Anette Schultner ist aus der AfD ausgetreten. Die 44-jährige Protestantin war bisher Vorsitzende der Gruppe „Christen in der AfD“. Im Interview erklärt sie, warum sie eine Mitgliedschaft mit ihrem christlichen Selbstverständnis nicht mehr vereinbaren konnte. Von Sebastian Sasse
Anette Schultner
Foto: privat | Anette Schultner gehörte der CDU an, ehe sie in die AfD eintrat.

Frau Schultner, warum sind Sie aus der AfD ausgetreten?

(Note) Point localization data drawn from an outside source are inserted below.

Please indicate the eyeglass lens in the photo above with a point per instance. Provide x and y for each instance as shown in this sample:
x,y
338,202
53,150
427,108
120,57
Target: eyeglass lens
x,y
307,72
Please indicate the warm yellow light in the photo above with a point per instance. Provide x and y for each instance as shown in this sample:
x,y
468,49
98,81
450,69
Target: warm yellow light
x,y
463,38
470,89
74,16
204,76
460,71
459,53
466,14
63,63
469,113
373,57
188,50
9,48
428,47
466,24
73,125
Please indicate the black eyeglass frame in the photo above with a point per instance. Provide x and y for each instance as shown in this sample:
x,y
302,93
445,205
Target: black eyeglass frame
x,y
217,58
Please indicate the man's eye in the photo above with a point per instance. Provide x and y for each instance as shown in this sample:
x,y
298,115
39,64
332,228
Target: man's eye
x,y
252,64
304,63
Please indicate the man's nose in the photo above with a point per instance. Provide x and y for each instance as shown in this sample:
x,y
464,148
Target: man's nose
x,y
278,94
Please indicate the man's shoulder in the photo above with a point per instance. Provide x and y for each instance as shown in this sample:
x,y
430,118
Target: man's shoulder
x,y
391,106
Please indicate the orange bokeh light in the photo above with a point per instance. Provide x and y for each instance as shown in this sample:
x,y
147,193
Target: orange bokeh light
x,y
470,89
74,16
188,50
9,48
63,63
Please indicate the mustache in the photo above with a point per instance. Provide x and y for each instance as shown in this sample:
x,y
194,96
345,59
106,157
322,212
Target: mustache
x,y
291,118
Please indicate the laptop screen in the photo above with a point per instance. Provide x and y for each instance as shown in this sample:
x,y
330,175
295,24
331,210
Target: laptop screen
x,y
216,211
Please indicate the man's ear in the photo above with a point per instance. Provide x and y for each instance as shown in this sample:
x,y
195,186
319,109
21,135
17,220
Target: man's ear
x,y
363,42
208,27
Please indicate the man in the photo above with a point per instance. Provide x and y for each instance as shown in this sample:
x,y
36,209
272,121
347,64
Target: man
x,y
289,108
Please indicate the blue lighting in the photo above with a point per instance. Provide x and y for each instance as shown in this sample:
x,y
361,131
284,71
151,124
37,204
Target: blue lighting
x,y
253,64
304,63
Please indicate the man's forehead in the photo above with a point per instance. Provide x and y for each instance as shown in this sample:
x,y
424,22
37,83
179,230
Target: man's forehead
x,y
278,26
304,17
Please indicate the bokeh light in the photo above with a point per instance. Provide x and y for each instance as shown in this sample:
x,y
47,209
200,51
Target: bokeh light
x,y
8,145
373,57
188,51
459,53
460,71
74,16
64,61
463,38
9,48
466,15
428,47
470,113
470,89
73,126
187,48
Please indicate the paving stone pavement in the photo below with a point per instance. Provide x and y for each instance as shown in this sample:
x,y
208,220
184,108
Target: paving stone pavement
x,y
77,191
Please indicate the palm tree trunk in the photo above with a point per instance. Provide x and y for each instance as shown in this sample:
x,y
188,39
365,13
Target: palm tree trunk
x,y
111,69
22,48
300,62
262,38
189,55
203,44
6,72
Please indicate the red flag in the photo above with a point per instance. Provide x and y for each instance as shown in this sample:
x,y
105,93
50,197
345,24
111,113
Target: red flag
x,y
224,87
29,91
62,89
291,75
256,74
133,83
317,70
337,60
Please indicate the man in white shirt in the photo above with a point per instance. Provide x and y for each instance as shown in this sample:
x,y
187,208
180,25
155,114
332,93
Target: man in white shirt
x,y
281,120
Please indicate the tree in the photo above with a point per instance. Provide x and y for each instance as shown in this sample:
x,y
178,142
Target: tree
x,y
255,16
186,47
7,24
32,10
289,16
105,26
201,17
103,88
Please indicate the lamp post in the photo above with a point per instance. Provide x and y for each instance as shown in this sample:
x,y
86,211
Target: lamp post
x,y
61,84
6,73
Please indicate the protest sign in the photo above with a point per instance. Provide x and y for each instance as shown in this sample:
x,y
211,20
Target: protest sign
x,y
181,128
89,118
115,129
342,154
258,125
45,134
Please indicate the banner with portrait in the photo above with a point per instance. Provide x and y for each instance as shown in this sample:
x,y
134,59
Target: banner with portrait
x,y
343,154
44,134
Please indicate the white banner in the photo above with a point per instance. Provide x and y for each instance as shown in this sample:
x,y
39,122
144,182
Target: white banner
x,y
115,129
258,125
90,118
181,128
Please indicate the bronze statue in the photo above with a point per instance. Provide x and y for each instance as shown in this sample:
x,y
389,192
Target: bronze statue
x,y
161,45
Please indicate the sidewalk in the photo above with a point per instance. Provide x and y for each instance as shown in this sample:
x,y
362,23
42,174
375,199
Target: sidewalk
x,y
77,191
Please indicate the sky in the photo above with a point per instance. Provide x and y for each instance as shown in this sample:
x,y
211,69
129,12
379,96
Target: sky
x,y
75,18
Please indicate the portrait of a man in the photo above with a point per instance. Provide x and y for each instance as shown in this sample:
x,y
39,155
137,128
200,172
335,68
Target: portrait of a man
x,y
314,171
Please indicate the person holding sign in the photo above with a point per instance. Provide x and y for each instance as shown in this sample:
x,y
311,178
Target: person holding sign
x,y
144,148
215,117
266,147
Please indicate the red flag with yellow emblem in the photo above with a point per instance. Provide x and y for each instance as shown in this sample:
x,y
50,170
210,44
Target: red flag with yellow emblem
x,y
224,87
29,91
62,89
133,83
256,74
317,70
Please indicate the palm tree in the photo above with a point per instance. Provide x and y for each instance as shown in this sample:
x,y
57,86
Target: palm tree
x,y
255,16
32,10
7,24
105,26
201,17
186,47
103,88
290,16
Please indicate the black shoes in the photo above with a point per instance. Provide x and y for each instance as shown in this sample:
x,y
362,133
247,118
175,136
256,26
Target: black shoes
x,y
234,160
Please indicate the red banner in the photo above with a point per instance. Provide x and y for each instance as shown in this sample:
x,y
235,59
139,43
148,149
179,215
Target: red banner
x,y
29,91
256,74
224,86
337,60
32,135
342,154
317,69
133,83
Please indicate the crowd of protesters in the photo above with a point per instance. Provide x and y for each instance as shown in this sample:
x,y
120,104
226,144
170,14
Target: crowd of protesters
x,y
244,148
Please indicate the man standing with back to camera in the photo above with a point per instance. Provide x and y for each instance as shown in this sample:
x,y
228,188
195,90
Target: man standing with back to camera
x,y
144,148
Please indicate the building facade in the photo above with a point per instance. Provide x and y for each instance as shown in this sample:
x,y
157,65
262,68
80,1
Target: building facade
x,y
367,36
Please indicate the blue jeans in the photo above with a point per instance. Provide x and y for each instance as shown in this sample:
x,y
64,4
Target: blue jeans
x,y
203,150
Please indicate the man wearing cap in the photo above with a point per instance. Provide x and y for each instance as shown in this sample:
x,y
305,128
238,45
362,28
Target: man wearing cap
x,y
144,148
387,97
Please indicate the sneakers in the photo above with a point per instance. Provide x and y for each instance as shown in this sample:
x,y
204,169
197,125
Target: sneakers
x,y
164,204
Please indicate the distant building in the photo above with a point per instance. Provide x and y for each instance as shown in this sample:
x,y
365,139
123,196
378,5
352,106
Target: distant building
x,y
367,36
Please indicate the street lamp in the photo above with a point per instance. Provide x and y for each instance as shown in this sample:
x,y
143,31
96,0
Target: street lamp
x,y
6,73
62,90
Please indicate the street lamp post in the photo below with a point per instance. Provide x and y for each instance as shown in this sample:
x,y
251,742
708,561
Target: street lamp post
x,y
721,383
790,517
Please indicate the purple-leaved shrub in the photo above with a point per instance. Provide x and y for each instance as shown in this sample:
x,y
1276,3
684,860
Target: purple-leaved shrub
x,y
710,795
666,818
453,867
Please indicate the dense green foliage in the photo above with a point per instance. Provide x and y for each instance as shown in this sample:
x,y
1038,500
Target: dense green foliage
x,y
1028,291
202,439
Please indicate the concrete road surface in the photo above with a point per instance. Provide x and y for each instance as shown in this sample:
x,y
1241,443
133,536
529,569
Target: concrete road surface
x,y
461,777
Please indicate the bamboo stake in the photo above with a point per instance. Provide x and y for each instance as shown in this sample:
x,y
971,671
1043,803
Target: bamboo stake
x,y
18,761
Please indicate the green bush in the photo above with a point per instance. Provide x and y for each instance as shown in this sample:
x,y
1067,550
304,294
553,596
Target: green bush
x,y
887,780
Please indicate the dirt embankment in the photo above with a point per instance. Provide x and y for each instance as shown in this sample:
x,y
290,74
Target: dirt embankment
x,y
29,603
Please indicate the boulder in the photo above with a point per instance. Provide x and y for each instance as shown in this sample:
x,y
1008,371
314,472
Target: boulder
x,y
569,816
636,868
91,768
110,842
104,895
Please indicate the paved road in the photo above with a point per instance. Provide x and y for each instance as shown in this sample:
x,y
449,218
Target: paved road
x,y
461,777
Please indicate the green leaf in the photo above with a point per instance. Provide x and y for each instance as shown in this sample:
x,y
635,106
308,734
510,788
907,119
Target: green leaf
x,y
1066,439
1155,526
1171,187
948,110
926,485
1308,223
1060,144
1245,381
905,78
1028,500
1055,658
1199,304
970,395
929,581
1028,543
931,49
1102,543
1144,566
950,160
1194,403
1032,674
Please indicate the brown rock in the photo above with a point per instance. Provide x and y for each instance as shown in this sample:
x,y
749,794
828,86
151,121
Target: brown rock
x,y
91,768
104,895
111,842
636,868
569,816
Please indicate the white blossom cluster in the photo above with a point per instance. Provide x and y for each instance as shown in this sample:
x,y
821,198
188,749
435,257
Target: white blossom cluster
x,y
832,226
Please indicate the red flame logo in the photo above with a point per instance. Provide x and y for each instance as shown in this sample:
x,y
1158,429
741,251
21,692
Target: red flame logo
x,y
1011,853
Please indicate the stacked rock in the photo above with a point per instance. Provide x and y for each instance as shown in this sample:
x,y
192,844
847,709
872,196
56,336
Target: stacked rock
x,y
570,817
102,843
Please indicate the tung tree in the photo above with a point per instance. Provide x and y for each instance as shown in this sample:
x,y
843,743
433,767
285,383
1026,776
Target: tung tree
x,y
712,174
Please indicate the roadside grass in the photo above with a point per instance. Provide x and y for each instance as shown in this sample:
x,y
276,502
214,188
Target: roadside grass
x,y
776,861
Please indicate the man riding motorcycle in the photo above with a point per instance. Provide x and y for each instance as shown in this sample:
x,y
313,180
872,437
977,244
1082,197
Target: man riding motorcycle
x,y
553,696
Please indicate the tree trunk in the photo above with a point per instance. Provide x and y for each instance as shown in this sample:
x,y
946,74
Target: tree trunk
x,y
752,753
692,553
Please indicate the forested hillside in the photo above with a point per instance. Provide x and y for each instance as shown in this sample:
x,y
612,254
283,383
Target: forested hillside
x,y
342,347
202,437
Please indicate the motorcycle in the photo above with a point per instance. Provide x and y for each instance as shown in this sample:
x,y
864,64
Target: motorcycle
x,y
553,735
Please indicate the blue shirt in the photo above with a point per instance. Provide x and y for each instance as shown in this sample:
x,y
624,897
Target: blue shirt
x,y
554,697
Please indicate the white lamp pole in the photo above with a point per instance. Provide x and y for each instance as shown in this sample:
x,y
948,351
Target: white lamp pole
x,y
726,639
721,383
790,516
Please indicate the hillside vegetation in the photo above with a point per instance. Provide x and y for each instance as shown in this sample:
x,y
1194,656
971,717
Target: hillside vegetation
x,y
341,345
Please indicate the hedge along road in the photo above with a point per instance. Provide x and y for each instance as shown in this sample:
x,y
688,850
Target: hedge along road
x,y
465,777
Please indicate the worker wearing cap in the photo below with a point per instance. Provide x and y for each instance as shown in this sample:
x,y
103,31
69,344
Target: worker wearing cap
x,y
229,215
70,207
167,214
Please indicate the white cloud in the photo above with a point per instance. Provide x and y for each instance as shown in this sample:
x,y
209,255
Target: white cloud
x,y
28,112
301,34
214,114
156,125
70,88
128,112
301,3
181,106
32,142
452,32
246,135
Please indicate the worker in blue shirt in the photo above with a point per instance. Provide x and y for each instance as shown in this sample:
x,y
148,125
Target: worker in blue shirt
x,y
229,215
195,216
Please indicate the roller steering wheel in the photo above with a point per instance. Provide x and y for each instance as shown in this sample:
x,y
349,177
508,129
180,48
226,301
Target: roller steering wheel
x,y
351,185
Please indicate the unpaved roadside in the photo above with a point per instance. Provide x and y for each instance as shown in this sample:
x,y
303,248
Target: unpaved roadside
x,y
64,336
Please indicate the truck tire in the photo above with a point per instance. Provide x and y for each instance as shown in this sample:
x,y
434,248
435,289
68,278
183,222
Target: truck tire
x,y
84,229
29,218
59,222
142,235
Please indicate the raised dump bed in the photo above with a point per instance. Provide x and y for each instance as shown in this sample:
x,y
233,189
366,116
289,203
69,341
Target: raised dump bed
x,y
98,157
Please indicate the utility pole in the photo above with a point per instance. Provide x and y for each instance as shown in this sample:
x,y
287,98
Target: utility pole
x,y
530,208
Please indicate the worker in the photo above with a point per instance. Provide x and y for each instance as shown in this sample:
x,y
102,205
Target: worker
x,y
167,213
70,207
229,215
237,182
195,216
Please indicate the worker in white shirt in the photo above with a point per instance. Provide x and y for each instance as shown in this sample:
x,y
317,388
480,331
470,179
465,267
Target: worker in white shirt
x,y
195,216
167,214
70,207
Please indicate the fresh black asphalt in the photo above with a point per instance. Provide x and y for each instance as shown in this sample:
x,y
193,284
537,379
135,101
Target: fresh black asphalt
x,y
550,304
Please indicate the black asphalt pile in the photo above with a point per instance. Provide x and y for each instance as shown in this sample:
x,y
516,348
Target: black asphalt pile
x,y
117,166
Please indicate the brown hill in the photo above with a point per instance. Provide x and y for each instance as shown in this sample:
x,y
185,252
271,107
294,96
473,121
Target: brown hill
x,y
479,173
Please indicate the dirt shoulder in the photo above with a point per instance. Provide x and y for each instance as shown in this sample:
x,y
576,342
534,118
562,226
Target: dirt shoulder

Meinem Austritt sind eine lange Reihe von Erlebnissen vorausgegangen, die sicher nicht einzeln, aber im Zusammenwirken zu meiner Entscheidung führten. Ein Beispiel: Der Vorstand hatte erfahren, dass ein Vorstandsmitglied der „Christen in der AfD“ vor Jahren der NPD mal Geld gespendet hatte. Wäre es nach mir gegangen, wäre auf dem ChrAfD-Eintrittsformular künftig ein Feld hinzugefügt worden, in dem jeder Eintrittswillige gefragt wird, ob er in der Vergangenheit in keiner verfassungsfeindlichen Organisation Mitglied war und eine solche auch nicht unterstützt hat. In den mit großem Abstand weit meisten Fällen sicher unnötig, hätte das doch im Einzelfall wichtige Hinweise geben und bei falschem Ausfüllen auch zu einem vereinfachten Ausschluss des Mitglieds führen können. Doch für diesen Vorschlag habe ich leider keine Mehrheit bekommen. Und dann gab es in der AfD immer wieder Situationen, die zeigten: Die AfD wird gar nicht mal an den sich immer noch eindeutig in einer Minderheit befindenden Radikalen in ihren Reihen scheitern, sondern an den bürgerlich-konservativen bis -liberalen Kräften, die viel zu oft nicht bereit sind, mutig, geradlinig und wehrhaft ihre Position zu verteidigen und stattdessen dem rechten Flügel viel zu viele Zugeständnisse machen. Sich manchmal eine Zeitlang aufregen, aber am Ende fast alles entschuldigen, reicht nicht. Wie absolut kontraproduktiv für die Ausrichtung der AfD als bürgerliche Kraft die gegenseitigen Unterstützer-Bündnisse aus Teilen der Parteispitze mit dem Höcke-Flügel sind, dürfte selbsterklärend sein.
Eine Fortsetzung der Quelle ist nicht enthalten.